Apple ha compiuto questa settimana il suo annuncio più rilevante dell’anno, ma non si è trattato di un nuovo iPhone. La società ha infatti comunicato che Tim Cook, CEO da oltre un decennio, lascerà la carica a settembre, lasciando il posto a John Ternus, attuale responsabile hardware dell’azienda.
Sebbene l’annuncio sia arrivato inaspettato, la transizione si inserisce in un piano strategico di lungo periodo. Apple ha orchestrato una delle successioni CEO più meticolose nella storia del business globale. Ecco perché e cosa accadrà in seguito.
Perché una transizione così accurata?
Un cambio di leadership in una società come Apple, valutata oltre 4mila miliardi di dollari, non è mai un evento banale. La nomina di un nuovo CEO introduce incertezze non solo all’interno dell’azienda, ma anche tra gli investitori, che temono cambiamenti di direzione o una possibile diminuzione delle performance.
Una reazione negativa del mercato potrebbe tradursi in una perdita di centinaia di miliardi di dollari in capitalizzazione, con effetti immediati su azionisti retail e istituzionali. Apple, consapevole di questo rischio, ha lavorato per anni a una transizione pianificata nei minimi dettagli, evitando qualsiasi improvvisazione che potesse minare la fiducia nel futuro dell’azienda.
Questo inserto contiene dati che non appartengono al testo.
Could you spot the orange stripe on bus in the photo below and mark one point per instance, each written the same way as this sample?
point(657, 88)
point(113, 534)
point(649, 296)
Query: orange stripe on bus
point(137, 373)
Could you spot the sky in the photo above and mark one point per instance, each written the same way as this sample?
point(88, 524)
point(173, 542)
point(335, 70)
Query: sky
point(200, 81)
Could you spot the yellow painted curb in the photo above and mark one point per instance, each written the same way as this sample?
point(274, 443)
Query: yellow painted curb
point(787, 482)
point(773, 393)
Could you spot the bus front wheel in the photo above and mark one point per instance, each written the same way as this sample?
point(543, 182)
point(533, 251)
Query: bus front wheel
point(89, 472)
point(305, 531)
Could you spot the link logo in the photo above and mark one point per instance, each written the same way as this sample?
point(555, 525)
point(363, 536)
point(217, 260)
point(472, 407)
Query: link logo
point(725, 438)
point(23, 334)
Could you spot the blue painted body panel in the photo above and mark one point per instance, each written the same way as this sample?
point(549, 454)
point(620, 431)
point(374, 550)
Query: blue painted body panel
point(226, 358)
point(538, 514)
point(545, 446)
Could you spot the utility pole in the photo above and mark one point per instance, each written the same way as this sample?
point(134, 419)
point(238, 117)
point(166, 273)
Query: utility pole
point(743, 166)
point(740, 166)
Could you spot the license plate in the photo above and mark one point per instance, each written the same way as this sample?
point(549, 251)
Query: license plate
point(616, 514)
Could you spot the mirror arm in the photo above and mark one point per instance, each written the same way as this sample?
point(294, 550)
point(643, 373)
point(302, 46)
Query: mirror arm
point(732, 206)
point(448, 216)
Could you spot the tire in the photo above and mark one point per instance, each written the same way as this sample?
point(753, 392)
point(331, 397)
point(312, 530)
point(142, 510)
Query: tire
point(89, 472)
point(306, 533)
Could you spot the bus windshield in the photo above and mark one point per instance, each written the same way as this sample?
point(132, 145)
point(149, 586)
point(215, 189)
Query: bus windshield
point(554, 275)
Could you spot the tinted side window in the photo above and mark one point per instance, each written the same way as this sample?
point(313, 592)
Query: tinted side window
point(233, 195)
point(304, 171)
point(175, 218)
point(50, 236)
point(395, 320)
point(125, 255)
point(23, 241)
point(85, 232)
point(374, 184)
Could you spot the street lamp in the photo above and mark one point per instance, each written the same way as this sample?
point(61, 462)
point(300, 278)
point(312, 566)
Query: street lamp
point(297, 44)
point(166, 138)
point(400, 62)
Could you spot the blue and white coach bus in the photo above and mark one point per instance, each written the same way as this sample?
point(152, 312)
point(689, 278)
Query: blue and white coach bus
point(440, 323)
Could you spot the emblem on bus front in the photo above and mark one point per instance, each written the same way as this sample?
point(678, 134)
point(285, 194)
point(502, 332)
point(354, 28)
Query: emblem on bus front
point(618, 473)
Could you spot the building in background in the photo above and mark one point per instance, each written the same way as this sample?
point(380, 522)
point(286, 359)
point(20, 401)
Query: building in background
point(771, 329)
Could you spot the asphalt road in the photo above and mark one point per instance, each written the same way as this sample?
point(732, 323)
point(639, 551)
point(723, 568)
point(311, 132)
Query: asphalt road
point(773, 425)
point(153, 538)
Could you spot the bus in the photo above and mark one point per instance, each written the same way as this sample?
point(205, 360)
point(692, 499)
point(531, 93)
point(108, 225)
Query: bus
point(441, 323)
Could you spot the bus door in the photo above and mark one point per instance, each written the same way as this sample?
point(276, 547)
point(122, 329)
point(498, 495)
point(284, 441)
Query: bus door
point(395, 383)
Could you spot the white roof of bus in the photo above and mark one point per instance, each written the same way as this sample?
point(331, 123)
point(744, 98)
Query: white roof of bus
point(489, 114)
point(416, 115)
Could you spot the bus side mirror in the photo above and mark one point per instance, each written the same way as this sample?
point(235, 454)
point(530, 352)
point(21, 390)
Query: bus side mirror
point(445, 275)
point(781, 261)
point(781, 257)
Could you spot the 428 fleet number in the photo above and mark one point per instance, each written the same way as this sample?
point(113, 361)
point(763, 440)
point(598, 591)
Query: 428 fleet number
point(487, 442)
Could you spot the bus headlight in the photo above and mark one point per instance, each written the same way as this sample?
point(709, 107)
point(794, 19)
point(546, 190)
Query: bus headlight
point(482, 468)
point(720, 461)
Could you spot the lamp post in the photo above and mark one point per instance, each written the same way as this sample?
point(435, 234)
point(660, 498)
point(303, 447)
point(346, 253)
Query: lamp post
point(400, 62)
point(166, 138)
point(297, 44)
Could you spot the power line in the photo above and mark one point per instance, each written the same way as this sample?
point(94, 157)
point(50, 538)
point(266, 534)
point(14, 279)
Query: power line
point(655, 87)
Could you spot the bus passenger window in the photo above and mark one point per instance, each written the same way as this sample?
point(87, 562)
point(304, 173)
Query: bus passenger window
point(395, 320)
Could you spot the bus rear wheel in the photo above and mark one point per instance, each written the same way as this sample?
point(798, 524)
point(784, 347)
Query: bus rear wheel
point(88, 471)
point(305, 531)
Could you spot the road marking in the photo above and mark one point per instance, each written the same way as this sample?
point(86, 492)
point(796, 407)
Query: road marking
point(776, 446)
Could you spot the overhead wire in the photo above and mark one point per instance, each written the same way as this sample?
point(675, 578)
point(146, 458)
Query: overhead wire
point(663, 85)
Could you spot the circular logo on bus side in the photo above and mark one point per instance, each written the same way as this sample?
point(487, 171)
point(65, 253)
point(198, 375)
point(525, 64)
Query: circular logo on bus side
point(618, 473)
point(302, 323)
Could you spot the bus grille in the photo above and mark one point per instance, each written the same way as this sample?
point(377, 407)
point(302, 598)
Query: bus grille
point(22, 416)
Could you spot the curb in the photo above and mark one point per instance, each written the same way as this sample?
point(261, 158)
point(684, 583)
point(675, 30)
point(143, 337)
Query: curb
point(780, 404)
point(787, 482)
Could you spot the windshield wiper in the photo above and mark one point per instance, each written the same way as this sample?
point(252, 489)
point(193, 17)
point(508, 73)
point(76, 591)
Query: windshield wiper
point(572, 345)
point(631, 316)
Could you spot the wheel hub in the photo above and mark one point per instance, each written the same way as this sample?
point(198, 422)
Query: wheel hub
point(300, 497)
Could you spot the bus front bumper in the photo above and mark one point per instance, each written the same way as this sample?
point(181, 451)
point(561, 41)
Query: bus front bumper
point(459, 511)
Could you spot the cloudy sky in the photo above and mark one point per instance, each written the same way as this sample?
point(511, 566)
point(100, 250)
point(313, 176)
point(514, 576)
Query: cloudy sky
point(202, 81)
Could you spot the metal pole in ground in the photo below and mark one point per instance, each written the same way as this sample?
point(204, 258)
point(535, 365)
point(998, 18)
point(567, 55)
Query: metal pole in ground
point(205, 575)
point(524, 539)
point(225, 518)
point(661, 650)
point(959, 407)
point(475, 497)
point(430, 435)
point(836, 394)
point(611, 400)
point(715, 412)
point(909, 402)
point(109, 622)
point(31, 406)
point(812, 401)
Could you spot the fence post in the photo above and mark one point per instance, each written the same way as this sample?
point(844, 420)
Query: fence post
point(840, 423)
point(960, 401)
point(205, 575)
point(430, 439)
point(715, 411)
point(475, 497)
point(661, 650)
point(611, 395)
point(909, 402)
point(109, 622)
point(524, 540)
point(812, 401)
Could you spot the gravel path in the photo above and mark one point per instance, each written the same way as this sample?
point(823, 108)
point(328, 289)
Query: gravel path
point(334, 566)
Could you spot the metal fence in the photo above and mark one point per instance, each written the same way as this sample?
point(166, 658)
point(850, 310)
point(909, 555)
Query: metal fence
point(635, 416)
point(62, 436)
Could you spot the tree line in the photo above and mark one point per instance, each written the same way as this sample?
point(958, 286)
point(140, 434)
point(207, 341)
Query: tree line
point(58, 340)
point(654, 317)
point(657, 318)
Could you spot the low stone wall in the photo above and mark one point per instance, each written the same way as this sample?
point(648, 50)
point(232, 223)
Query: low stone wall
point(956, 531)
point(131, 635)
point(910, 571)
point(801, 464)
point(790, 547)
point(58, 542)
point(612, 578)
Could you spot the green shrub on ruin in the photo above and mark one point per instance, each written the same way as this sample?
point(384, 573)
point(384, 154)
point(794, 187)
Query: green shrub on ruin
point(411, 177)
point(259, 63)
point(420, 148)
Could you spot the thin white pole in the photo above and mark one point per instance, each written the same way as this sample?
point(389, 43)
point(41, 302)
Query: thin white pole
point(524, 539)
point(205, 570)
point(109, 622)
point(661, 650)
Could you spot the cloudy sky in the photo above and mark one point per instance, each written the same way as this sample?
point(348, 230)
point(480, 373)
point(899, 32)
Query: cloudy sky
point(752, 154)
Un copione scritto con anni di anticipo
Già nel 2023, Cook aveva gettato le basi per la sua uscita, parlando apertamente di successione. In un’intervista al podcast di Dua Lipa, aveva rivelato che Apple disponeva di «piani di successione molto dettagliati», ma rassicurato che sarebbe rimasto al suo posto «per un altro po’». Un messaggio studiato per abituare il pubblico all’idea che il ritiro fosse nell’aria, senza però creare allarmismi immediati.
Negli anni successivi, Cook ha continuato a seminare indizi, sottolineando come Apple avesse già identificato potenziali successori di alto livello. Parallelamente, l’azienda ha iniziato a mettere in mostra i suoi candidati chiave, soprattutto Ternus, che è diventato un volto familiare nelle presentazioni di prodotti e nei comunicati stampa.
Nel novembre 2025, quando Cook ha raggiunto l’età tradizionale della pensione (65 anni), il Financial Times ha pubblicato un’inchiesta secondo cui il CEO avrebbe lasciato la carica «già dal prossimo anno», indicando Ternus come il suo naturale erede. Una conferma indiretta di quanto la transizione fosse stata preparata con cura.
Cosa cambia ora per Apple?
Con l’ingresso di Ternus, Apple punta a consolidare la sua leadership nel settore hardware, un ambito in cui l’azienda ha sempre eccelso. Cook, durante il suo mandato, ha portato Apple da una valutazione di 350 miliardi a oltre 4mila miliardi di dollari, ma ora il testimone passa a una figura con una forte esperienza nella gestione dei prodotti fisici.
La transizione non dovrebbe comportare stravolgimenti immediati: Ternus, infatti, ha già dimostrato di saper guidare progetti ambiziosi, come lo sviluppo dell’Apple Vision Pro. Tuttavia, il mercato osserverà con attenzione come evolverà la strategia dell’azienda sotto la sua guida, soprattutto in un contesto di crescente competizione nel settore tecnologico.
Per ora, Apple sembra aver evitato qualsiasi rischio di instabilità. La transizione, lungi dall’essere un improvviso cambio di rotta, si conferma come un esempio di gestione aziendale oculata e lungimirante.